Astor worked hard to widen women’s votes in the 1920s – a time when they were getting their own public voices and more political representation. She was also in support of the development of nursery schools to improve children’s education. Astor’s commitment to improved education was a priority, and she was hoping to raise the legal age for children to leave school. As well as this, she hoped to increase the recruitment of women into the civil service. In the 1930s, Astor strongly supported Neville Chamberlain’s policy of appeasement, wishing to avoid any future engagement in war. Her commitment to certain issues and irreverent approach definitely gained her a significant following during her time as an MP.
Astor’s campaigns were sometimes made difficult by her own social position, since she wished to be a representative for poor women and children. Astor being part of the aristocracy and involved among the elite meant her own lifestyle was far removed from those she wished to represent. Some people believed she was out of touch and didn’t fully understand the plight of working class families.
Interestingly, Astor was not a direct supporter of women’s causes, making some feminists and women’s rights activists skeptical about how Astor intended to use her political position. She hadn’t been involved with the prominent suffrage movement, despite her dedication to women’s rights. Her lack of involvement with the women’s suffrage movement did have disadvantages for her campaign.
Although her campaigns faced some struggle, Astor’s gender changed the nature of British politics. She was able to give voice to women’s issues which were often ignored in Parliament. Astor offered a different perspective on social issues, making her role a crucial step forward towards political gender equality.
Views of Lady Astor were controversial before she even entered politics. She was previously married while in America, and was a divorcee when she moved over to England. Divorce at the time was rare, and was considered a scandal. At the start of the 20th century, there was only one divorce for every 450 marriages in the UK, making Astor’s position as American and divorced quite unusual.

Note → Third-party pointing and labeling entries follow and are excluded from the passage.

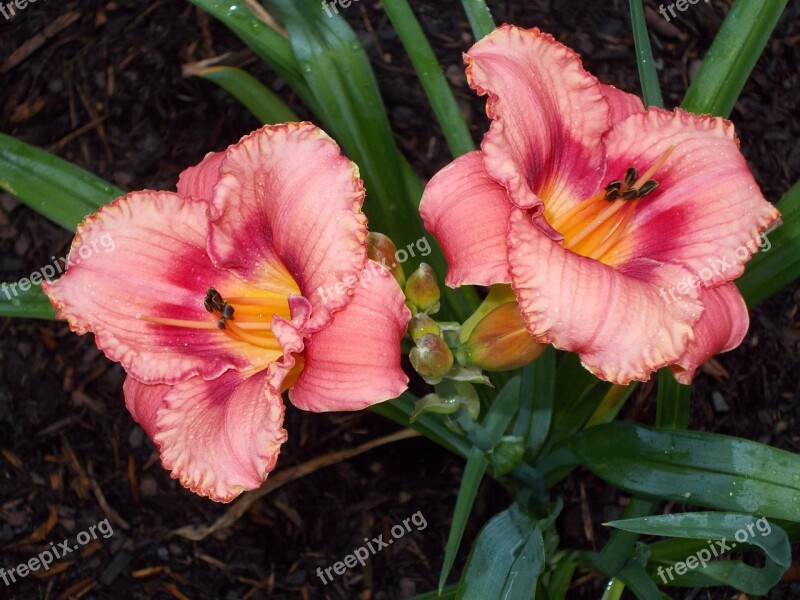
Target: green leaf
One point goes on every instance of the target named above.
(506, 559)
(778, 263)
(53, 187)
(400, 409)
(474, 471)
(32, 304)
(431, 76)
(732, 56)
(337, 70)
(448, 593)
(732, 530)
(648, 76)
(558, 579)
(537, 397)
(256, 97)
(268, 44)
(579, 394)
(497, 419)
(480, 17)
(613, 401)
(693, 467)
(503, 410)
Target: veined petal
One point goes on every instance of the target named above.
(199, 181)
(354, 362)
(548, 117)
(707, 211)
(287, 196)
(218, 437)
(143, 256)
(622, 104)
(721, 328)
(620, 322)
(468, 213)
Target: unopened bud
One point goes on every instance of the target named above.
(431, 357)
(506, 454)
(422, 290)
(382, 250)
(421, 324)
(500, 341)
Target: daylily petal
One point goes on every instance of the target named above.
(721, 328)
(288, 197)
(468, 212)
(199, 181)
(548, 117)
(157, 268)
(616, 320)
(354, 362)
(622, 104)
(219, 437)
(707, 206)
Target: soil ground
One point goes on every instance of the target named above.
(100, 83)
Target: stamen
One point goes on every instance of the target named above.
(656, 166)
(630, 176)
(178, 322)
(257, 340)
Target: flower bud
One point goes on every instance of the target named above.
(382, 250)
(506, 454)
(422, 290)
(500, 341)
(421, 324)
(431, 357)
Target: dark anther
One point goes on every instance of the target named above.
(630, 176)
(213, 301)
(647, 187)
(630, 194)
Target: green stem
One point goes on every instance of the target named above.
(648, 76)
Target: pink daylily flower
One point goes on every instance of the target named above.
(596, 210)
(210, 302)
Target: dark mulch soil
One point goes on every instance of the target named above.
(100, 84)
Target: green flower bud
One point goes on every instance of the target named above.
(500, 341)
(422, 290)
(421, 324)
(431, 357)
(506, 454)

In the early 1930s, the actions of her son had a negative effect on her political career. At a time when homosexuality was seen as a criminal offence, her son from her first marriage was arrested in 1931 for engaging in homosexual activity. She also held controversial views, such as a hatred of Catholicism, and her racial views were out of touch with the undergoing cultural change of the time.
Nancy Astor’s Blue Plaque
Despite some controversies, difficulties with her campaigns and significant backlash, Lady Astor will always be remembered as the first female to become an MP. She changed the nature of British politics and used her voice to raise issues regarding women and the underprivileged. Astor is the second woman to have a blue plaque, acting as a tribute to her position as a role model and spokesperson for women who weren’t able to speak out for themselves.
Astor starting her career as the only female MP took courage and bravery, directly influencing parliamentary debate and making her career a significant step towards political equality in Britain. She endured significant hostility and proved that there is a place for women in Parliament.